Adam Smith dit (et il a vraisemblablement raison) : « Quoique la politique de la Grande-Bretagne, à l’égard du commerce de ses colonies, ait été dictée par le même esprit mercantile que celle des autres nations, toutefois elle a été au total moins étroite et moins oppressive que celle d’aucune autre nation ».
Même les colonies américaines, soulevées contre l’Angleterre au moment où écrivait Adam Smith, avaient joui d’un régime assez libéral. Quant à la faculté de diriger leurs affaires comme ils le jugent à propos, les colons anglais jouissent d’une entière liberté sur tous les points, à l’exception de leur commerce étranger. Leur liberté est égale, à tous égards, à celle de leurs concitoyens de la mère patrie, et elle est garantie de la même manière par une assemblée de représentants du peuple qui prétend au droit exclusif d’établir des impôts pour le soutien du gouvernement colonial.

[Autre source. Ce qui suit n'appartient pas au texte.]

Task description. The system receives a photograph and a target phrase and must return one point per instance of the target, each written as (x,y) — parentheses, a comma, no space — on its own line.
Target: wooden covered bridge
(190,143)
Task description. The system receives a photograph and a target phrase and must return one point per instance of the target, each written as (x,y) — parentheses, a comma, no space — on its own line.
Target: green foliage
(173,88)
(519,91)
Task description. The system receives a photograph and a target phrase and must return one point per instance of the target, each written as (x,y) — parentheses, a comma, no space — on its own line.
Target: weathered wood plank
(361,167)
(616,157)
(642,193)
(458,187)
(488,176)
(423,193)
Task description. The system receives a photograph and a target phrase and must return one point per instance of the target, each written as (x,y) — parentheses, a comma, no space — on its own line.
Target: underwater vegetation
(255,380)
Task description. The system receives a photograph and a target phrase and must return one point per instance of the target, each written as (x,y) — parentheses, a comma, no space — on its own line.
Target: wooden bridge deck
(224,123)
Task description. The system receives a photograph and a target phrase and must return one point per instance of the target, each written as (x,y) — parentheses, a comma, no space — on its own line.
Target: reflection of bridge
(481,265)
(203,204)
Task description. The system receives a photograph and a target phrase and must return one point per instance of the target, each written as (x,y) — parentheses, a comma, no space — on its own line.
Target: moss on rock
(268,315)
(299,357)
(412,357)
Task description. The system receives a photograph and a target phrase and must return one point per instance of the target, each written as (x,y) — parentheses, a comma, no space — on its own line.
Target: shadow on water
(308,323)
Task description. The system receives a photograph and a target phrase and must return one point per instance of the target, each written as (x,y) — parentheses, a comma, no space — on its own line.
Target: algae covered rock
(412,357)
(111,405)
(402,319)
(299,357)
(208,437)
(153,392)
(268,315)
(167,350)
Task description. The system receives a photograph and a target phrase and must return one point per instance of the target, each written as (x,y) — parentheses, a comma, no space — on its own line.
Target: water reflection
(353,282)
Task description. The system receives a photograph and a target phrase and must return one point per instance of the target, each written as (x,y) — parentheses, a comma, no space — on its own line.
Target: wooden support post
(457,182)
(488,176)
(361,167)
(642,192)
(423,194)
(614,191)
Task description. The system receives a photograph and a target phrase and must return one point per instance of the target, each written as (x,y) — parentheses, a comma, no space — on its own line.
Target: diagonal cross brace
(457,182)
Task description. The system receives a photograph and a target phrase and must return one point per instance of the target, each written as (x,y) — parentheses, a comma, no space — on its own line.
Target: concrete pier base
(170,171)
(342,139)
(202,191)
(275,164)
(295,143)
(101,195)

L’autorité de cette assemblée tient en respect le pouvoir exécutif ; et le dernier colon, le plus suspect même, tant qu’il obéit à la loi, n’a pas la moindre chose à craindre du ressentiment du gouverneur ou de celui de tout autre officier civil ou militaire de la province. Si les Assemblées coloniales, de même que la Chambre des Communes en Angleterre, ne sont pas toujours une représentation très légale du peuple, cependant elles approchent de plus près qu’elle de ce caractère et, comme le pouvoir exécutif, ou n’a pas de moyen de les corrompre, ou n’est pas dans la nécessité de le faire, à cause de l’appui que leur donne la mère patrie, elles sont peut-être, en général, plus sous l’influence de l’opinion et de la volonté de leurs commettants. Les conseils qui dans les législatures coloniales répondent à la Chambre des pairs en Angleterre ne sont pas composés d’une noblesse héréditaire. En certaines colonies, comme dans trois des gouvernements de la nouvelle Angleterre, ces conseils ne sont pas nommés par le roi, mais ils sont élus par les représentants du peuple. Dans aucune des colonies anglaises il n’y a de noblesse héréditaire.

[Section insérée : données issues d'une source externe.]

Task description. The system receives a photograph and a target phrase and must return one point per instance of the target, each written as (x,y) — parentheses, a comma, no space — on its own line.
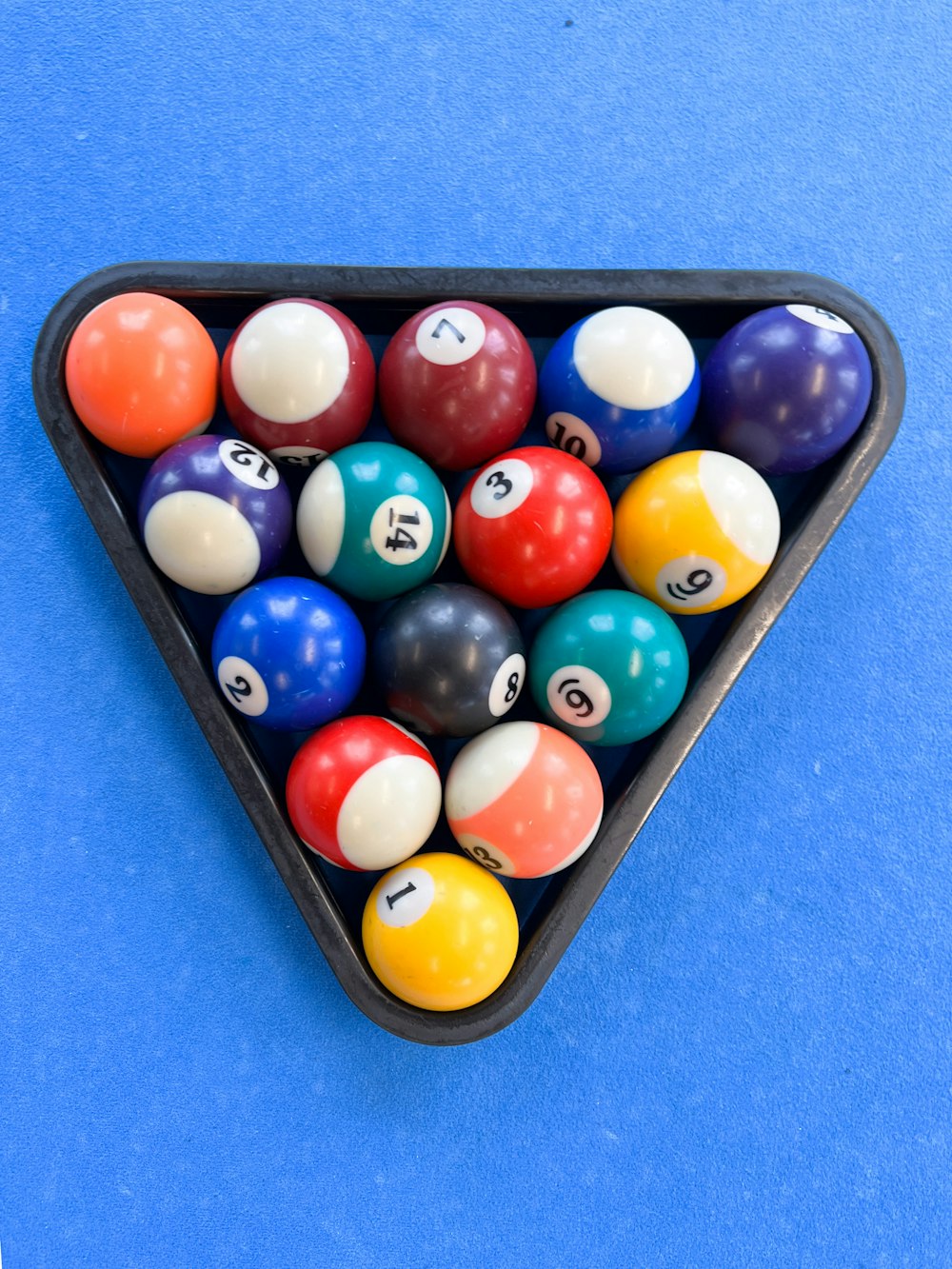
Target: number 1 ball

« Avant le commencement des troubles actuels, les assemblées coloniales avaient non seulement la puissance législative, mais même une partie du pouvoir exécutif. Dans les provinces du Connecticut et de Rhode-Island, elles élisaient le gouverneur. Dans les autres colonies, elles nommaient les officiers de finances qui levaient les taxes établies par ces assemblées respectives, devant lesquelles ces officiers étaient immédiatement responsables. Il y a donc plus d’égalité parmi les colons anglais que parmi les habitants de la mère patrie. Leurs mœurs sont plus républicaines et leurs gouvernements, particulièrement ceux des trois province, de la Nouvelle-Angleterre, ont aussi jusqu’à présent été plus républicains. »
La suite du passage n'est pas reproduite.